Only for my family it’s today, December 22nd, and not September 3rd.
I am not sure how others may feel when losing a parent at a young age; for me, the absence is always there. In the beginning this was “standard” personal grief, five-stages stuff, but as I’ve grown older and become a father as well, it’s less overt. It strikes me more that I’m not just missing him, directly, but missing him in relation to everyone else I love. Things are subtly out of context because he’s not with us.
For example, my son has his Baba, my wife’s dad, and each loves the other dearly. It’s a blessing and a great joy. Watching them, sometimes, the absence will suddenly poke up from the background and make itself known: my son doesn’t have both Babas there. I have no doubt that Dad would have doted to distraction on The Lad, as he would have done to my sister’s son.
My father was not one to be uninvolved. I think he would have enjoyed talking shop with my wife’s father, chatting about families, retirement, politics. I picture him still drawing, only now putting the stuff up on Instagram; getting after me to write more; finding a part-time job somewhere to enjoy during his retirement. He’d be amazed if he came back now to learn that they made three more Star Trek series, five more Star Wars films, and that my Atari 2600 games had eventually morphed into near-photo-realistic experiences, influenced heavily by the mainstreaming of anime – which he only saw on the fringes of popular culture, or else in dumbed-down, highly-edited versions for children such as Battle of the Planets, Star Blazers, or Speed Racer.

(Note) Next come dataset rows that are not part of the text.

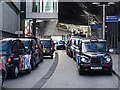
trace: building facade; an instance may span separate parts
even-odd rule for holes
[[[32,36],[41,35],[46,22],[51,19],[58,19],[58,0],[26,0],[26,23],[28,29],[25,33],[32,33]],[[43,27],[41,28],[41,25]]]
[[[26,0],[26,18],[58,18],[58,0]]]
[[[20,2],[0,1],[0,39],[17,37],[20,30]]]

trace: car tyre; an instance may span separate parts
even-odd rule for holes
[[[66,54],[68,55],[68,52],[66,51]]]
[[[84,75],[84,71],[82,69],[79,69],[79,75]]]
[[[112,75],[112,70],[108,70],[108,71],[107,71],[107,74],[108,74],[108,75]]]
[[[72,51],[70,52],[70,57],[73,58],[73,53],[72,53]]]
[[[39,65],[38,59],[39,59],[39,58],[38,58],[38,55],[37,55],[37,58],[35,58],[35,66],[36,66],[36,67],[38,67],[38,65]]]
[[[83,75],[84,74],[84,71],[80,68],[80,66],[78,65],[78,72],[79,72],[79,75]]]
[[[36,67],[38,67],[39,63],[36,63]]]
[[[26,69],[26,73],[31,73],[31,69],[30,68]]]
[[[53,55],[51,55],[51,59],[53,59]]]
[[[17,67],[17,66],[14,66],[14,68],[13,68],[12,78],[13,78],[13,79],[17,78],[18,73],[19,73],[19,69],[18,69],[18,67]]]
[[[43,58],[40,60],[40,62],[43,62]]]
[[[32,70],[34,70],[35,69],[35,60],[31,61],[31,66],[32,66]]]
[[[2,70],[2,86],[3,86],[3,82],[5,81],[5,79],[6,79],[6,73],[5,73],[5,71],[4,70]]]

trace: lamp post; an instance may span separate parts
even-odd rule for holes
[[[102,31],[102,35],[103,35],[103,39],[105,39],[105,7],[106,6],[110,6],[110,5],[113,5],[113,4],[115,4],[114,2],[109,2],[109,3],[107,3],[107,4],[100,4],[100,3],[98,3],[98,2],[94,2],[94,3],[92,3],[92,4],[94,4],[94,5],[98,5],[98,6],[102,6],[103,7],[103,31]]]
[[[18,15],[19,15],[19,29],[21,32],[21,34],[18,34],[18,37],[21,37],[21,36],[24,36],[24,25],[25,25],[25,11],[24,10],[21,10],[18,12]]]

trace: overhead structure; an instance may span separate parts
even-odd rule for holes
[[[74,2],[72,2],[74,1]],[[91,2],[89,2],[91,1]],[[58,20],[61,23],[72,23],[72,24],[88,24],[88,16],[90,16],[89,21],[96,21],[102,23],[102,7],[93,5],[92,3],[97,0],[71,0],[71,2],[62,2],[59,0],[58,3]],[[108,3],[110,0],[105,0]],[[108,1],[108,2],[107,2]],[[112,1],[112,0],[111,0]],[[114,5],[106,7],[106,15],[117,15],[117,0],[114,0]]]

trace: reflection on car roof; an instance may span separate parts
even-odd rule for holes
[[[52,40],[52,39],[46,39],[46,38],[45,38],[45,39],[40,39],[40,40]]]
[[[18,38],[5,38],[2,39],[2,41],[10,41],[10,40],[19,40]]]
[[[22,40],[22,41],[31,41],[33,39],[29,39],[29,38],[19,38],[19,40]]]
[[[81,40],[82,40],[82,42],[91,42],[91,41],[106,42],[106,40],[104,40],[104,39],[94,39],[94,38],[84,38]]]

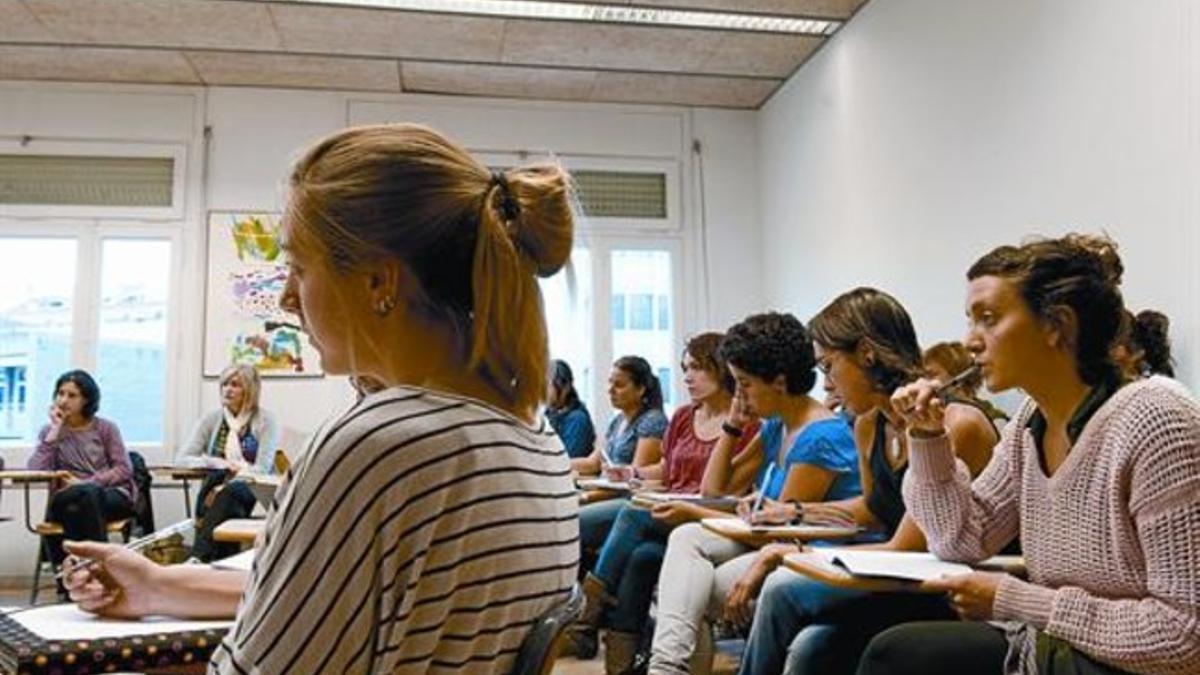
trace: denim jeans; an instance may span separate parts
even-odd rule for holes
[[[869,593],[776,570],[763,583],[738,673],[853,673],[877,633],[953,616],[940,594]]]
[[[608,532],[617,520],[617,514],[629,503],[628,499],[608,499],[602,502],[587,504],[579,509],[579,548],[580,560],[585,561],[579,566],[582,575],[588,572],[592,565],[586,561],[594,561],[608,538]]]
[[[627,504],[617,514],[592,576],[604,582],[609,593],[616,593],[634,550],[644,543],[660,544],[665,549],[670,534],[671,527],[655,520],[648,509]]]

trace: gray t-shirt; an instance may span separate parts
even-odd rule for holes
[[[613,415],[608,431],[604,433],[604,451],[615,464],[632,464],[640,439],[661,439],[667,431],[667,416],[658,408],[643,410],[624,428],[621,426],[623,421],[625,415]]]

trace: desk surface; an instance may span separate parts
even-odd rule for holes
[[[741,518],[705,518],[704,529],[716,532],[752,548],[761,548],[776,541],[815,541],[817,539],[848,539],[861,534],[857,528],[825,525],[779,525],[751,527]]]
[[[847,570],[831,564],[828,559],[811,552],[797,552],[785,556],[783,566],[793,572],[839,588],[884,593],[941,593],[941,591],[922,588],[919,581],[855,576]],[[1021,556],[998,555],[972,565],[972,567],[980,570],[1007,572],[1018,577],[1025,575],[1025,559]]]
[[[253,544],[254,540],[258,537],[258,533],[262,532],[266,522],[258,518],[233,518],[221,523],[217,526],[217,529],[213,530],[213,539],[215,541]]]
[[[13,483],[49,483],[56,478],[62,478],[65,471],[34,471],[32,469],[11,469],[0,471],[0,480]]]

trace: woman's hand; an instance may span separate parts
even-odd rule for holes
[[[831,527],[855,527],[858,521],[850,511],[834,504],[805,504],[804,522]]]
[[[120,619],[159,613],[161,567],[115,544],[68,541],[63,545],[71,554],[63,563],[63,585],[80,609]]]
[[[762,589],[763,580],[779,567],[783,556],[795,552],[796,546],[793,544],[768,544],[759,549],[754,556],[754,563],[733,584],[729,596],[725,598],[725,621],[741,628],[749,627],[754,620],[754,599]]]
[[[996,605],[996,589],[1007,576],[1003,572],[971,572],[931,579],[921,587],[944,591],[950,606],[964,621],[990,621]]]
[[[665,502],[663,504],[655,504],[654,508],[650,509],[650,515],[654,519],[675,527],[684,523],[690,523],[695,520],[700,520],[699,509],[695,504],[688,502]]]
[[[753,423],[756,419],[758,419],[758,415],[746,407],[746,403],[740,395],[734,394],[733,400],[729,402],[729,414],[725,416],[725,423],[745,429],[746,425]]]
[[[904,419],[910,432],[924,436],[946,433],[946,405],[938,398],[941,383],[921,378],[892,393],[892,409]]]
[[[629,464],[610,464],[604,467],[604,477],[614,483],[627,483],[633,480],[633,467]]]
[[[787,525],[796,519],[796,506],[774,499],[762,500],[758,511],[750,514],[751,525]]]
[[[738,500],[733,512],[737,514],[738,518],[750,522],[750,512],[754,510],[754,503],[756,501],[758,501],[758,493],[752,492]]]
[[[66,416],[63,414],[62,408],[59,408],[57,405],[51,405],[48,417],[50,428],[46,431],[45,441],[47,443],[58,438],[59,432],[62,431],[63,420]]]

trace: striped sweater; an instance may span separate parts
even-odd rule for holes
[[[507,672],[575,579],[562,444],[472,399],[366,397],[277,499],[210,673]]]
[[[1135,673],[1200,673],[1200,405],[1150,378],[1117,390],[1046,477],[1028,421],[974,484],[945,437],[912,439],[904,501],[938,557],[974,562],[1020,534],[1029,581],[996,618]]]

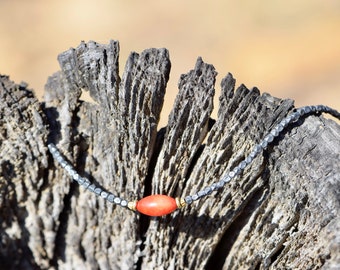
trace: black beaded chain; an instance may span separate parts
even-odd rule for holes
[[[74,169],[74,167],[65,160],[65,158],[61,155],[61,153],[53,143],[50,143],[48,145],[48,149],[50,150],[53,158],[61,165],[61,167],[65,169],[65,171],[72,177],[74,181],[78,182],[80,186],[88,189],[98,196],[101,196],[102,198],[108,200],[110,203],[115,203],[123,207],[126,207],[128,205],[127,200],[115,196],[110,192],[106,192],[100,187],[97,187],[95,184],[91,183],[90,180],[86,177],[81,177]]]
[[[151,215],[151,216],[159,216],[163,214],[168,214],[173,212],[177,208],[181,208],[185,205],[191,204],[194,201],[197,201],[205,196],[210,195],[213,191],[217,191],[225,186],[225,184],[229,183],[232,179],[240,175],[243,170],[257,157],[264,149],[267,148],[267,146],[277,137],[289,124],[296,122],[299,120],[302,116],[308,115],[311,113],[329,113],[332,116],[340,119],[340,113],[330,107],[324,106],[324,105],[317,105],[317,106],[305,106],[296,109],[292,114],[288,115],[286,118],[284,118],[279,124],[277,124],[263,139],[260,143],[255,145],[250,152],[250,154],[243,160],[241,161],[236,167],[234,167],[233,170],[231,170],[229,173],[223,175],[221,179],[218,182],[213,183],[210,186],[207,186],[203,188],[202,190],[198,191],[197,193],[193,195],[188,195],[184,199],[176,198],[172,199],[175,202],[171,202],[171,210],[166,210],[165,212],[157,212],[157,209],[155,210],[154,208],[157,208],[157,206],[154,205],[152,202],[152,210],[149,212],[148,210],[144,210],[144,206],[142,206],[142,200],[139,202],[129,202],[123,198],[120,198],[118,196],[113,195],[110,192],[104,191],[102,188],[96,186],[95,184],[91,183],[87,178],[81,177],[77,171],[74,169],[74,167],[65,160],[65,158],[61,155],[61,153],[58,151],[56,146],[53,143],[50,143],[48,145],[48,148],[53,156],[53,158],[65,169],[65,171],[72,177],[72,179],[85,189],[88,189],[89,191],[93,192],[94,194],[101,196],[102,198],[106,199],[110,203],[114,203],[117,205],[120,205],[122,207],[128,207],[131,210],[138,210],[141,213]],[[156,197],[156,200],[161,197],[167,197],[164,195],[151,195],[149,197]],[[158,197],[157,197],[158,196]],[[168,197],[170,198],[170,197]],[[140,205],[138,206],[138,203]],[[156,211],[158,214],[153,214],[152,211]]]

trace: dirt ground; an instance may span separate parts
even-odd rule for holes
[[[81,40],[120,41],[121,72],[131,51],[166,47],[172,71],[161,125],[180,74],[198,56],[220,80],[257,86],[297,106],[340,109],[340,1],[0,1],[0,74],[42,98],[57,55]],[[219,91],[217,91],[216,102]],[[217,107],[217,105],[215,105]]]

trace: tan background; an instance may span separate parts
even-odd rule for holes
[[[28,82],[40,98],[60,52],[81,40],[110,39],[120,41],[121,71],[131,51],[170,50],[162,125],[180,74],[198,56],[219,72],[217,90],[231,72],[238,84],[297,106],[340,109],[338,0],[0,1],[0,73]]]

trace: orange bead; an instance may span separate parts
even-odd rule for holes
[[[158,217],[175,211],[177,203],[174,198],[166,195],[150,195],[138,201],[136,209],[144,215]]]

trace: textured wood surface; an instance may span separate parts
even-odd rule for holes
[[[198,59],[158,130],[166,49],[132,53],[82,43],[40,104],[0,78],[0,265],[4,269],[330,269],[340,266],[340,126],[308,116],[289,126],[223,191],[148,218],[79,188],[48,154],[56,143],[81,175],[129,200],[185,197],[219,178],[293,110],[292,100],[221,83]],[[81,94],[89,91],[91,101]]]

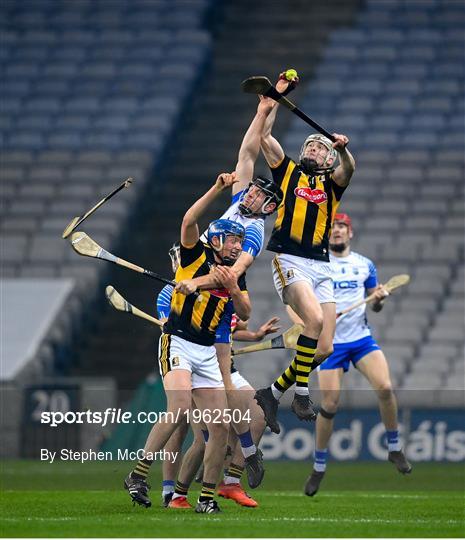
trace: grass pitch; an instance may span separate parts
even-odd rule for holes
[[[461,537],[462,464],[420,464],[403,477],[388,463],[330,463],[322,489],[305,497],[308,463],[266,463],[259,508],[219,499],[223,510],[159,506],[160,470],[150,477],[153,506],[133,507],[121,462],[3,462],[3,537]],[[189,494],[192,503],[197,485]]]

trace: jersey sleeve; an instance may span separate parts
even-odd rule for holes
[[[186,247],[181,244],[181,249],[180,249],[181,267],[186,268],[187,266],[192,264],[204,253],[204,251],[205,249],[200,239],[197,240],[197,243],[192,247]]]
[[[348,186],[341,187],[340,185],[336,184],[336,182],[333,180],[332,174],[329,176],[329,179],[331,180],[331,187],[332,187],[334,196],[336,197],[336,201],[340,201],[342,198],[342,195],[344,194],[344,191],[347,189]]]
[[[237,285],[242,292],[247,292],[247,282],[245,280],[245,273],[239,276],[239,279],[237,280]]]
[[[364,282],[365,289],[374,289],[378,285],[378,274],[376,272],[376,266],[370,259],[367,259],[368,263],[368,277]]]
[[[242,251],[252,255],[254,258],[257,257],[263,249],[264,239],[265,224],[262,219],[259,219],[246,227]]]
[[[290,162],[291,162],[291,158],[289,156],[284,156],[281,163],[276,165],[276,167],[270,167],[271,174],[273,175],[273,182],[275,184],[278,184],[278,186],[280,187],[281,187],[281,184],[283,183],[284,176],[286,175],[287,167]]]
[[[165,285],[157,296],[157,316],[159,319],[167,319],[171,311],[171,297],[174,287]]]

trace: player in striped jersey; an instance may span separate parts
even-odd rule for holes
[[[186,212],[181,226],[180,265],[176,279],[193,278],[210,272],[221,265],[218,273],[221,289],[202,291],[199,297],[173,292],[171,311],[160,338],[160,373],[167,394],[166,419],[155,424],[147,438],[145,457],[141,459],[125,480],[131,499],[150,506],[146,478],[155,452],[161,450],[182,416],[190,410],[194,399],[201,411],[224,410],[227,407],[223,380],[213,346],[215,334],[225,307],[233,301],[238,315],[247,320],[250,314],[245,278],[237,280],[229,266],[242,251],[244,227],[230,220],[213,221],[208,228],[205,245],[200,240],[198,220],[219,194],[234,183],[234,174],[220,174],[215,185]],[[214,491],[223,464],[226,449],[227,424],[223,418],[208,422],[210,444],[205,450],[205,475],[196,512],[215,513],[219,507]],[[253,445],[252,445],[253,446]],[[261,460],[255,449],[248,460],[260,469]],[[263,476],[263,470],[258,470]]]
[[[334,271],[334,293],[337,310],[375,293],[371,305],[380,311],[388,295],[378,283],[376,267],[366,257],[351,251],[352,223],[347,214],[336,214],[330,237],[330,259]],[[316,421],[315,462],[305,485],[306,495],[318,491],[326,471],[328,443],[333,430],[333,418],[337,412],[342,376],[352,363],[378,395],[382,421],[386,427],[388,459],[403,474],[412,467],[402,452],[399,442],[397,402],[392,391],[386,358],[371,335],[366,318],[366,304],[338,319],[334,337],[334,352],[318,368],[318,382],[322,392],[321,407]]]
[[[180,245],[179,242],[176,242],[169,250],[173,273],[176,273],[179,266],[179,252]],[[163,321],[165,321],[170,314],[173,291],[174,287],[172,285],[165,285],[157,297],[157,315],[158,318]],[[261,341],[266,335],[272,334],[279,330],[279,326],[275,326],[278,321],[279,319],[277,317],[272,317],[266,323],[262,324],[257,331],[253,332],[248,329],[247,322],[241,321],[238,319],[236,314],[233,314],[230,325],[231,333],[235,336],[235,339],[239,341]],[[217,332],[217,340],[222,338],[222,332],[222,330]],[[265,429],[265,424],[261,410],[257,410],[256,403],[252,401],[254,389],[240,375],[239,371],[234,366],[232,359],[230,360],[229,373],[234,388],[241,391],[239,397],[241,398],[242,402],[242,410],[245,411],[247,407],[251,406],[251,420],[253,422],[251,432],[253,435],[253,440],[258,442]],[[179,467],[182,461],[180,459],[182,444],[187,435],[187,431],[188,426],[187,423],[184,422],[178,426],[165,446],[165,450],[167,452],[171,452],[171,455],[178,456],[176,461],[164,461],[162,465],[162,500],[165,507],[167,507],[171,502],[175,491],[175,479],[179,473]],[[194,461],[194,466],[190,467],[190,469],[194,472],[197,469],[195,462],[198,462],[198,460],[201,460],[203,457],[204,441],[206,438],[207,435],[205,433],[202,435],[198,433],[197,440],[194,441],[195,447],[192,449],[192,451],[190,451],[190,459]],[[255,507],[258,506],[258,504],[242,489],[240,485],[240,478],[244,470],[244,456],[242,455],[240,445],[239,447],[237,445],[237,441],[238,438],[235,435],[234,430],[230,430],[227,455],[231,457],[231,460],[227,463],[227,466],[225,465],[226,468],[224,471],[224,480],[218,486],[218,494],[221,497],[233,499],[242,506]],[[191,477],[183,477],[182,484],[190,485],[193,474],[193,472],[190,474]],[[177,501],[176,506],[175,502],[173,502],[171,507],[184,508],[186,507],[186,500],[186,495],[183,495],[182,498],[179,497],[175,499],[175,501]]]
[[[308,378],[332,352],[336,324],[328,239],[331,221],[349,185],[355,162],[347,150],[348,138],[334,133],[334,143],[322,135],[307,137],[296,163],[271,135],[276,111],[274,107],[268,116],[261,146],[273,180],[283,191],[284,201],[278,209],[267,249],[276,252],[273,259],[276,290],[304,324],[290,366],[270,387],[258,390],[255,395],[267,424],[279,433],[278,403],[293,384],[292,380],[296,381],[292,410],[301,420],[316,418],[308,393]]]

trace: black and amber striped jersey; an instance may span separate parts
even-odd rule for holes
[[[193,279],[210,273],[216,264],[213,250],[200,240],[192,248],[181,245],[181,263],[176,271],[176,281]],[[245,274],[237,281],[241,291],[247,292]],[[199,296],[186,296],[173,291],[171,311],[163,332],[179,336],[199,345],[213,345],[215,333],[228,301],[227,289],[199,291]]]
[[[308,176],[288,156],[271,168],[284,199],[267,249],[307,259],[329,261],[329,235],[345,187],[331,173]]]

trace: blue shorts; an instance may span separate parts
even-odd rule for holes
[[[231,343],[232,313],[226,312],[216,329],[215,343]]]
[[[335,343],[334,352],[328,356],[319,369],[338,369],[349,371],[350,362],[355,364],[367,354],[379,351],[378,344],[373,336],[366,336],[350,343]]]

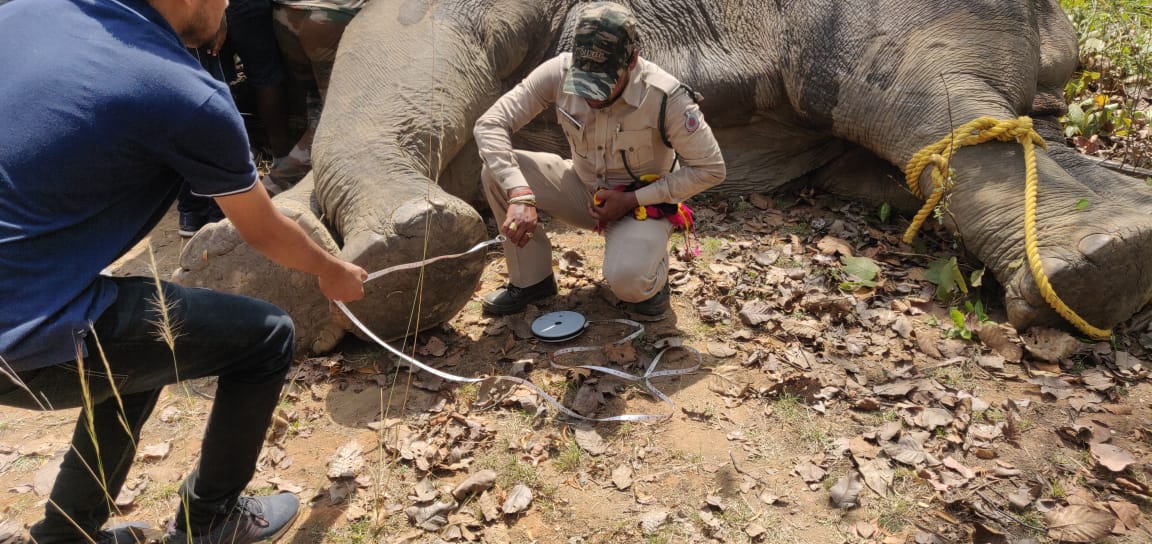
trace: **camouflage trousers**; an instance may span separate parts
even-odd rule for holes
[[[315,83],[320,93],[320,108],[328,95],[340,38],[354,15],[332,9],[273,4],[272,27],[285,69],[293,81],[304,87]],[[308,126],[304,134],[287,156],[273,161],[268,175],[261,180],[272,194],[295,185],[312,168],[312,140],[319,112],[311,111],[311,107],[307,109]]]
[[[354,14],[321,8],[275,5],[276,42],[289,74],[297,81],[315,81],[323,100],[336,62],[336,48]]]

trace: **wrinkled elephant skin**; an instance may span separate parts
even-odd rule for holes
[[[728,166],[719,190],[732,193],[811,183],[907,204],[892,178],[902,179],[899,169],[917,151],[981,116],[1030,115],[1042,125],[1063,107],[1076,63],[1076,37],[1057,0],[624,3],[640,20],[641,54],[705,96],[701,107]],[[375,270],[485,237],[466,205],[484,209],[472,124],[566,47],[576,4],[373,0],[353,20],[313,157],[317,207],[342,255]],[[1152,190],[1065,155],[1054,136],[1050,151],[1037,151],[1044,267],[1069,306],[1111,327],[1152,298]],[[515,143],[568,153],[552,112]],[[1061,322],[1020,266],[1019,146],[965,147],[952,160],[949,226],[1005,286],[1013,324]],[[929,184],[925,174],[927,193]],[[1081,199],[1091,205],[1077,209]],[[379,319],[373,326],[386,337],[447,319],[467,301],[482,264],[430,270],[421,290],[415,281],[384,281],[361,313]],[[244,274],[271,277],[270,268]],[[223,286],[239,275],[204,283]],[[310,296],[303,291],[296,294]],[[425,306],[414,306],[417,298]],[[409,326],[417,313],[427,319]]]

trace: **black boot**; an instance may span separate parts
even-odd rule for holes
[[[621,305],[626,312],[655,317],[668,311],[671,295],[672,290],[668,287],[668,284],[665,283],[664,287],[648,300],[624,302]]]
[[[548,276],[528,287],[505,285],[484,296],[484,313],[508,315],[524,311],[529,304],[556,296],[556,278]]]

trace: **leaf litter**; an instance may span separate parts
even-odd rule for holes
[[[343,504],[349,522],[395,528],[402,520],[382,542],[510,541],[520,527],[536,535],[520,533],[523,540],[540,542],[661,534],[771,542],[797,523],[789,520],[813,516],[820,522],[791,534],[830,527],[861,543],[1146,541],[1140,508],[1152,501],[1152,426],[1140,419],[1147,403],[1129,395],[1147,391],[1147,323],[1110,346],[1055,329],[1016,331],[991,310],[987,321],[954,321],[950,308],[969,314],[963,301],[995,295],[982,295],[968,264],[938,245],[950,238],[927,228],[937,246],[913,250],[899,241],[899,225],[876,223],[859,204],[817,203],[811,193],[782,206],[756,197],[750,210],[723,200],[697,206],[703,255],[670,262],[678,322],[654,323],[649,336],[592,362],[643,367],[661,337],[708,353],[708,368],[693,378],[703,387],[685,396],[692,382],[681,379],[662,389],[677,402],[672,421],[575,424],[522,387],[469,392],[412,374],[405,391],[427,395],[420,409],[382,408],[361,423],[370,434],[330,439],[326,482],[289,477],[302,470],[293,445],[324,421],[312,406],[409,381],[387,357],[346,353],[294,372],[255,481],[315,491],[314,507]],[[554,240],[564,286],[555,308],[604,313],[595,310],[608,299],[594,273],[598,240]],[[955,298],[941,303],[941,294]],[[413,349],[452,372],[522,375],[581,413],[658,409],[618,380],[549,370],[552,346],[521,330],[541,311],[519,319],[466,311]],[[585,340],[613,339],[576,342]],[[162,419],[177,425],[193,414],[170,407]],[[690,429],[697,434],[683,434]],[[704,436],[718,440],[694,441]],[[12,455],[6,463],[21,459]],[[130,480],[118,503],[138,507],[155,486],[155,478]],[[611,515],[632,521],[568,522],[581,505],[565,489],[626,505]],[[549,525],[568,535],[552,536]]]

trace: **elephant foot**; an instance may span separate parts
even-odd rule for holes
[[[312,353],[328,353],[336,349],[340,341],[344,339],[347,334],[348,328],[335,322],[330,322],[317,331],[314,339],[312,340]]]
[[[341,258],[370,273],[397,265],[413,266],[368,282],[364,298],[349,304],[348,309],[384,340],[451,319],[471,300],[484,271],[484,254],[415,263],[463,253],[483,241],[487,230],[480,215],[443,193],[432,198],[421,195],[378,201],[377,205],[383,213],[356,216],[359,223],[346,233]]]
[[[336,242],[310,204],[311,180],[312,176],[306,177],[289,191],[277,195],[273,202],[320,247],[335,254]],[[328,300],[320,292],[314,276],[268,260],[244,243],[231,221],[207,225],[188,240],[180,253],[180,269],[173,275],[173,281],[275,304],[292,316],[297,351],[329,351],[347,329],[333,323]],[[317,350],[317,347],[326,349]]]
[[[1152,300],[1152,214],[1130,180],[1081,167],[1055,144],[1049,147],[1057,156],[1037,150],[1031,180],[1019,144],[987,142],[958,151],[946,217],[1004,286],[1008,319],[1017,329],[1076,325],[1085,335],[1103,336]],[[932,188],[924,178],[927,194]],[[1037,256],[1051,285],[1047,297],[1025,251],[1030,184]],[[1067,319],[1049,304],[1053,297],[1071,310]]]
[[[1113,211],[1095,226],[1061,240],[1045,242],[1044,229],[1038,234],[1045,246],[1042,267],[1054,293],[1099,329],[1111,329],[1152,299],[1152,266],[1147,257],[1152,254],[1152,215]],[[1008,319],[1017,329],[1067,326],[1068,321],[1045,301],[1026,257],[1011,276],[1005,303]]]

In our family he was the “everyday” cook – Mom handled holidays for the most part, and the rest of the time Dad was playing culinary Frankenstein, cadging ingredients into an impromptu family dinner. It’s been a long time since we’ve done that, and not just because all three of us kids are adults now.
He’d be stopping by during the season, jibing me for going over the top with holiday gift-giving while steadfastly forgetting that he’s the source of that habit of mine; in turn we’d tease him because his normal gruff baritone became a Michael McDonald falsetto whenever he sang. And he would laugh and sing anyway, because he loved music and it was nearly always playing in our home. He probably would have bought one of the earliest iPods and kept up with the technology the whole time, while figuring out a way to get all his albums, cassettes, and 8-tracks digitized – because why should you pay for it all twice?
I am now two years and several weeks older than he was when he passed away, twenty-five years ago today.